Train accuracy improvement = -8.264301430999966 %
Test accuracy improvement = 6.40691839684864 %


Feature selection has improved the prediction model greatly

### 4.2 Parameter Tuning
We can tune the parameters in the LinearRegression Model with some trials and errors to see if it can help to improve model accuracy

In [38]:
#Removing intercept for the model
model = LinearRegression(fit_intercept= False)
X, y = train_X, train_Y
reg = model.fit(X, y)
train_accuracy1 = model.score(X,y)
test_accuracy1 = model.score(test_X,test_Y)
print ("Train accuracy = ", model.score(X, y)) #R-squared value
print ("Test accuracy = ", model.score(test_X,test_Y) ) #R-squared value

Train accuracy =  0.9382591211607739
Test accuracy =  0.6718588884076326


In [39]:
predicted_y = reg.predict(test_X)
mse = mean_squared_error(test_Y, predicted_y)
mse

1935012233.6641707

In [31]:
#improvement in accuracy
train_improvement = (train_accuracy1 - train_accuracy)/train_accuracy*100
test_improvement = (test_accuracy1 - test_accuracy)/test_accuracy*100
print ("Train accuracy improvement =", train_improvement,"%")
print ("Test accuracy improvement =", test_improvement,"%")
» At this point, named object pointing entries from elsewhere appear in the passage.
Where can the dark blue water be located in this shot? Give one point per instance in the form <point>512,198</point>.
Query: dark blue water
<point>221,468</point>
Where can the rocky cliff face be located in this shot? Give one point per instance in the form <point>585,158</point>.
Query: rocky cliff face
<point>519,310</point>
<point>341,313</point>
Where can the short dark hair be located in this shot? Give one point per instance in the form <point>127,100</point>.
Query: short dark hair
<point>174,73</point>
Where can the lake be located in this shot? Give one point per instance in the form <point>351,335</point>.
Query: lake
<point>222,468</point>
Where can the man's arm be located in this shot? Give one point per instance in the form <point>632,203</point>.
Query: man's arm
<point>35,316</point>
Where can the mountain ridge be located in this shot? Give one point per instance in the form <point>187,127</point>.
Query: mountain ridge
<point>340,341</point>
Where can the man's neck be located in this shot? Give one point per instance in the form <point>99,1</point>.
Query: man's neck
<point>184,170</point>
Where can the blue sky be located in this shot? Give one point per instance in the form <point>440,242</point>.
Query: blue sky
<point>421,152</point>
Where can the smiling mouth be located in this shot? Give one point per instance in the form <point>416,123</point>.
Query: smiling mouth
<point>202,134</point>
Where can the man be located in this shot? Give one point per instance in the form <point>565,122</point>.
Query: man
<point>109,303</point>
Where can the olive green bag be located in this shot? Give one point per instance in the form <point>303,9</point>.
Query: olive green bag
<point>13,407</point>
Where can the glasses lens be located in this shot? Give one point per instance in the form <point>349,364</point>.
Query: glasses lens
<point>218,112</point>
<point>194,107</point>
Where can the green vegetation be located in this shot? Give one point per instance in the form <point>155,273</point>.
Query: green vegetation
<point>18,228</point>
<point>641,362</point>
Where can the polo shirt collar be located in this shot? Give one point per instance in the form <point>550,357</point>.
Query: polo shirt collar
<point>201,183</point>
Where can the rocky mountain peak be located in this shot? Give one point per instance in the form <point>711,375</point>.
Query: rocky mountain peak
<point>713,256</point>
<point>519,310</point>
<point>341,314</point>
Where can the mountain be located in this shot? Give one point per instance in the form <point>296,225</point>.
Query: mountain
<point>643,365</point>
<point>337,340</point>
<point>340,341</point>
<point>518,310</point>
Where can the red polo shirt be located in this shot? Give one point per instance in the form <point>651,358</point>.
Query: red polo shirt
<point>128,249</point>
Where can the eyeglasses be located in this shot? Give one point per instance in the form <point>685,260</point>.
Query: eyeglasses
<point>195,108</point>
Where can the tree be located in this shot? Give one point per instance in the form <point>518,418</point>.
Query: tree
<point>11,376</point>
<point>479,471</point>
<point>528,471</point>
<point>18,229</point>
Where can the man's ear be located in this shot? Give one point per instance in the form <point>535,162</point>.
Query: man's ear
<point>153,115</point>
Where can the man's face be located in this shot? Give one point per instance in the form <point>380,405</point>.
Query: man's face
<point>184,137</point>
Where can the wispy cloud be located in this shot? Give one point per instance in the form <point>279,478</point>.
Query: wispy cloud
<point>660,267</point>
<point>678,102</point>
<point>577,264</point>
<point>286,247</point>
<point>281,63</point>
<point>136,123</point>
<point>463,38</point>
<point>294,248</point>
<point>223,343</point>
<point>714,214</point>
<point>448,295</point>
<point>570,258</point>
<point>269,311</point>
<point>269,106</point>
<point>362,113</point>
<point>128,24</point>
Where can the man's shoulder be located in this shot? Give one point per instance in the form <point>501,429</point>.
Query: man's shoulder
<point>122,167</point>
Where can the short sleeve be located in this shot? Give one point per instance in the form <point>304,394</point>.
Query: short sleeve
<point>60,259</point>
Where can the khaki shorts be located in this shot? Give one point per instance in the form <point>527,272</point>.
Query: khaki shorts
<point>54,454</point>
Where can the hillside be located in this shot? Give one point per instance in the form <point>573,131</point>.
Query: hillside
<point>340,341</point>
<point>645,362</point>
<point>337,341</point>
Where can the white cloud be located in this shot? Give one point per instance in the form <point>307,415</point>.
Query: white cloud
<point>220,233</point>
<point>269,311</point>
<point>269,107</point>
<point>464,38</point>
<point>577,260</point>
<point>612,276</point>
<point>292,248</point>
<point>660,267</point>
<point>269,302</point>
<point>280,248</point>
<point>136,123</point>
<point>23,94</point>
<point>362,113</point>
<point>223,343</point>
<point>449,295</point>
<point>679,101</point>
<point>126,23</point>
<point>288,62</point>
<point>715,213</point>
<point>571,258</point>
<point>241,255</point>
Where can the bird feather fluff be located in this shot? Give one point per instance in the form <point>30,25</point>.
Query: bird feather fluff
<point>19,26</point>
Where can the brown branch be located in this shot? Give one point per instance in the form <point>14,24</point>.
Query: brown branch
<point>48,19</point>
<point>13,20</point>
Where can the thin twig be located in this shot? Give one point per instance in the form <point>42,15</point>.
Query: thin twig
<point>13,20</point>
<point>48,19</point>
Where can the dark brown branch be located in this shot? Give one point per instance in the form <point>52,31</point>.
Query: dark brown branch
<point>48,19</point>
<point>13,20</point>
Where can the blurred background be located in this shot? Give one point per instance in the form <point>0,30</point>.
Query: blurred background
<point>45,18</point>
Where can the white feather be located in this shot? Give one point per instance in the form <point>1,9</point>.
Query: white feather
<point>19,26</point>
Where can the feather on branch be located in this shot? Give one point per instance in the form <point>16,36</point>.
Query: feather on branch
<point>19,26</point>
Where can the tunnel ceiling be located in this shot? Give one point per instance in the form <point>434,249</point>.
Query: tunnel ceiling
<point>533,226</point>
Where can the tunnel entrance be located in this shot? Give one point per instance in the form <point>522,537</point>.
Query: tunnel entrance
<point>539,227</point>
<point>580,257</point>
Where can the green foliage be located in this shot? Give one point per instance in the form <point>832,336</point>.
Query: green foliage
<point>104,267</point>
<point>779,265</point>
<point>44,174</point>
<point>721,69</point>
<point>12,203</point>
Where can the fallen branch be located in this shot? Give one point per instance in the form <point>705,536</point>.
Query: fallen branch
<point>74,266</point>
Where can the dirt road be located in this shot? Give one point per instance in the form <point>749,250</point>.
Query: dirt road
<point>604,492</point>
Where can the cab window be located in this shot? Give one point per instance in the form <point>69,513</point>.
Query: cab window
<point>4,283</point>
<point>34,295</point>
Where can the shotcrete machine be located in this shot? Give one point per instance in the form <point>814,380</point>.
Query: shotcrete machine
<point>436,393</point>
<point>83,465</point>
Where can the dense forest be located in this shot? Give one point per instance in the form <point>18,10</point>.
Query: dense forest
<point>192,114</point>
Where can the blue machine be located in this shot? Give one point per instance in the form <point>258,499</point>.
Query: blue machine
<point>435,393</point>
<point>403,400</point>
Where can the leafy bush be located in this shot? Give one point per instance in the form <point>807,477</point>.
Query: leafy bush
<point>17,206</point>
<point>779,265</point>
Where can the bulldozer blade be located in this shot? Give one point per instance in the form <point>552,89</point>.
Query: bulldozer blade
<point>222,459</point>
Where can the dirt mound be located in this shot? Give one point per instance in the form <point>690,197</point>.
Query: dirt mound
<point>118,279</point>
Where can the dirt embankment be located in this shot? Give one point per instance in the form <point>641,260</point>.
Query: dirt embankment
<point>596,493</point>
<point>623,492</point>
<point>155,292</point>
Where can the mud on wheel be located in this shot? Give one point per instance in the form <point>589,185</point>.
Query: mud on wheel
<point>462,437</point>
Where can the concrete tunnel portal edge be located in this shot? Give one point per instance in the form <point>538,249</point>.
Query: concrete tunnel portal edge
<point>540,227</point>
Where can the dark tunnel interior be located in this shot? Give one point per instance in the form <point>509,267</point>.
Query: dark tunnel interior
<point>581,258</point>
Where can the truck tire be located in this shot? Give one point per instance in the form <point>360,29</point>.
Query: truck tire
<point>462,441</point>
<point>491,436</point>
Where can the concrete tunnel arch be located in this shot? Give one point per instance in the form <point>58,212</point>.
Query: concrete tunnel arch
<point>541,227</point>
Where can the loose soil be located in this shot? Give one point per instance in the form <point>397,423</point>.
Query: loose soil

Train accuracy improvement = 0.0 %
Test accuracy improvement = 0.5146465785711122 %


Removing an intercept for the prediction model has actually improved the prediction accuracy, meaning that the data is more centered than expected. With trial and errors (not listed here), all other changes in parameter did not improve the model accuracy.